Setelah berputar lama dalam memori, ternyata ada satu hal yang menghubungkan kami berdua, atau beliau dengan orang-orang tribun selatan maguwoharjo. Dulu sekali, walaupun belum begitu lama ini, PSS masih berada di kasta kedua sepakbola Indonesia. Pada satu masa keemasan di lapis dua liga itu, PSS sempat menjadi tim yang sukar sekali dikalahkan baik kandang maupun tandang. Kemenangan begitu mudah dan sering direnggut dari nasib buruk lawan-lawannya. Dengan para pemain kontrak tinggi, lapangan yang memanjakan kaki, dan suporter yang memenuhi tribun, PSS menjadi kekuatan adidaya di sepakbola liga kedua. Selayaknya itu terjadi, tentu saja banyak pemain di klub-klub lawan sungguh frustasi mencetak gol melawan Superelja. Mirip-mirip Umrika yang dibenci negara-negara sekitarnya, PSS juga merasakan itu. Keputusan wasit dianggap salah melulu di mata mereka dan pertandingan penuh protes adalah hal yang wajar. Kadang pertandingan berhenti cukup lama, membekukan tribun dengan umpatan-umpatan samar-samar “protes wae asui”, atau “bajingan gek cepet dikertu sit”, atau seloroh-seloroh lain yang muncul begitu saja si sudut-sudut tribun yang tidak kamu kira. Capotifo kami waktu itu, Batak Jore tidak ingin energi habis di umpatan sementara pertandingan masih menyisa waktu. Ia selalu dengan pas dan bijak mengambil ancang-ancang nafas, lalu segera keluar aba-aba itu, “wong salah ora gelem ngaku salah…” Tidak perlu menunggu lama maka tribun akan menjawabnya dengan paduan suara paling sarkas meneruskan lirik Suket Teki sang Didi Kempot, memberikan kritik pada para pemain yang baku bicara di lapangan hijau bahwa sepakbola harus segera dilanjutkan.

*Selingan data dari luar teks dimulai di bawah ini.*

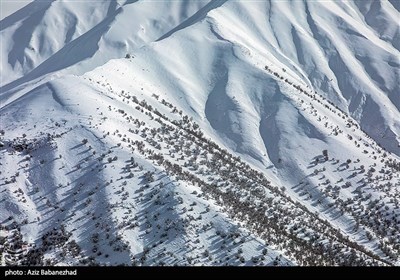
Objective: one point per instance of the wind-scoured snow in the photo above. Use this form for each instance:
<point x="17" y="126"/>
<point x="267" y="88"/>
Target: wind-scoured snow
<point x="201" y="132"/>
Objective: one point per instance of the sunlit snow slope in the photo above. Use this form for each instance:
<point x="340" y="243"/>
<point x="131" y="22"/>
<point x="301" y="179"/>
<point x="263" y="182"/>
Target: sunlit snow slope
<point x="220" y="132"/>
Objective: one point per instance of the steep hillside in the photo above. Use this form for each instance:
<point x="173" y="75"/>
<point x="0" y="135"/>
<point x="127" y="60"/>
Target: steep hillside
<point x="233" y="132"/>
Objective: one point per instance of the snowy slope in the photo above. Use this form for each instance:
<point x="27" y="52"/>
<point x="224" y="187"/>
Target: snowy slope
<point x="270" y="131"/>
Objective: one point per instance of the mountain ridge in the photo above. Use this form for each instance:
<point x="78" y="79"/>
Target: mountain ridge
<point x="250" y="134"/>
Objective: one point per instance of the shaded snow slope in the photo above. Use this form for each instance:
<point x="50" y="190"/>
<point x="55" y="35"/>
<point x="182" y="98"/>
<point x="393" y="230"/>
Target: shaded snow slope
<point x="257" y="132"/>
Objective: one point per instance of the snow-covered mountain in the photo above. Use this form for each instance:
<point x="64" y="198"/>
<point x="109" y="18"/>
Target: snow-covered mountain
<point x="201" y="132"/>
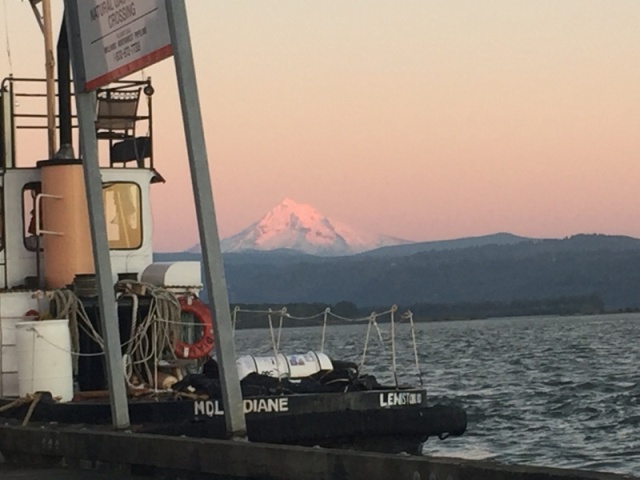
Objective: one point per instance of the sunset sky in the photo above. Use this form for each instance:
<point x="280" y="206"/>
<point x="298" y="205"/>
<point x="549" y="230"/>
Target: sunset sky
<point x="420" y="119"/>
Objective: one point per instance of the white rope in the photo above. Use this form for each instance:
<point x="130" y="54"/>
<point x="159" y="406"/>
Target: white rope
<point x="324" y="328"/>
<point x="409" y="314"/>
<point x="372" y="319"/>
<point x="393" y="344"/>
<point x="275" y="344"/>
<point x="6" y="29"/>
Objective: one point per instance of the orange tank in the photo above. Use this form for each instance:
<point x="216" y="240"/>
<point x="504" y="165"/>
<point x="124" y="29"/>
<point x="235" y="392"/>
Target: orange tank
<point x="69" y="253"/>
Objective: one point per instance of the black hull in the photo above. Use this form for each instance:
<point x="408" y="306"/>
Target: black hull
<point x="357" y="420"/>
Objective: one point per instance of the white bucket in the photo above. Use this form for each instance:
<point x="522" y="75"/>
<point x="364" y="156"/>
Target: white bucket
<point x="287" y="366"/>
<point x="44" y="358"/>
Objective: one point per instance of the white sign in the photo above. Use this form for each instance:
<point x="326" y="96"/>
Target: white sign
<point x="120" y="37"/>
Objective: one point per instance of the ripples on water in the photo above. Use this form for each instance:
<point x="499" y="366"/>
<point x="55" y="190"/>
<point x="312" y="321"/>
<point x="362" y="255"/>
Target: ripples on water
<point x="554" y="391"/>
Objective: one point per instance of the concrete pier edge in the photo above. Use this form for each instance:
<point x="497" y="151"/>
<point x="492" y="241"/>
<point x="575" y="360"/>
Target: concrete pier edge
<point x="246" y="460"/>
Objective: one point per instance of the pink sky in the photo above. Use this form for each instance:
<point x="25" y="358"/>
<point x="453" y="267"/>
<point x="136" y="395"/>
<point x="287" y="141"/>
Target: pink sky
<point x="419" y="119"/>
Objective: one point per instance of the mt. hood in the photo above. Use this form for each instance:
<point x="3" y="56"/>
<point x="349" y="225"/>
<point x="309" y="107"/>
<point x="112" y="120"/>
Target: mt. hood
<point x="301" y="227"/>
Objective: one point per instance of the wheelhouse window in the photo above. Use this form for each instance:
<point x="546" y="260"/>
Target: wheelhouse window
<point x="123" y="214"/>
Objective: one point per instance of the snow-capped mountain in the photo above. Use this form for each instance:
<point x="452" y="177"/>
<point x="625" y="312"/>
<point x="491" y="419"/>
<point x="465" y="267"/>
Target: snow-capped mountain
<point x="301" y="227"/>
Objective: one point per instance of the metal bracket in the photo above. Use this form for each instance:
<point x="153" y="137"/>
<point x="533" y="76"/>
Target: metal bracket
<point x="38" y="205"/>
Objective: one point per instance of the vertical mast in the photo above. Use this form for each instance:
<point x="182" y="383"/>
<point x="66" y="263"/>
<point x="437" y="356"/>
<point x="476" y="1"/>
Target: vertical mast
<point x="51" y="83"/>
<point x="44" y="21"/>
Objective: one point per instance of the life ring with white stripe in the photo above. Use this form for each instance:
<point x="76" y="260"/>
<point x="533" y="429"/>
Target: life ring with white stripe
<point x="203" y="346"/>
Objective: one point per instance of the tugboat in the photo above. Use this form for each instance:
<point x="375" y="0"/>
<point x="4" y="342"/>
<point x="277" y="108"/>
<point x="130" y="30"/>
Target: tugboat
<point x="52" y="363"/>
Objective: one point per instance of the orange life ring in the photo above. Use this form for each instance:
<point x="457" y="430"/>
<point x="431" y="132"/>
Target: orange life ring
<point x="204" y="345"/>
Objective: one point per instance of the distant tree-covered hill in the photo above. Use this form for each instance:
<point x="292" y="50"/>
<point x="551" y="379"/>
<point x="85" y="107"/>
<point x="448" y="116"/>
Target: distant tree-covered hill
<point x="520" y="270"/>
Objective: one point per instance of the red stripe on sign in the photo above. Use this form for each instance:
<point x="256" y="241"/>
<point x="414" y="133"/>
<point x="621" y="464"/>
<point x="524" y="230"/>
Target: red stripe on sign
<point x="129" y="68"/>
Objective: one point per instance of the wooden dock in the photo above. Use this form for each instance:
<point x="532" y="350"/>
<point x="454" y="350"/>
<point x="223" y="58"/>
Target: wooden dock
<point x="230" y="459"/>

Ternyata, tribun selatan berhutang budi pada karya Didi Kempot, pada Suket Teki dan pesan-pesan dalam lariknya. Jika tanpa lagu itu mungkin tribun selatan tidak akan menemui kebiasaannya untuk menertawakan keadaan. Maka lagu itu membuat tribun menjadi tak sepemarah dulu, menjadi lebih terbuka untuk tawa sembari tetap merayakan sepakbola yang tertunda. Ingatanku pada Suket Teki juga membawa memori yang baik tentang PSS yang cakarnya sungguh tajam sekalipun di liga dua. Tapi kejayaan itu terus bisa diingat setiap kali “wong salah ora gelem ngaku salah” terdengar kapan saja.
Selamat jalan Didi Kempot,
Terima kasih untuk Suket Teki
Dan waktu-waktu kami merayakan sepakbola dengan sangat gembira.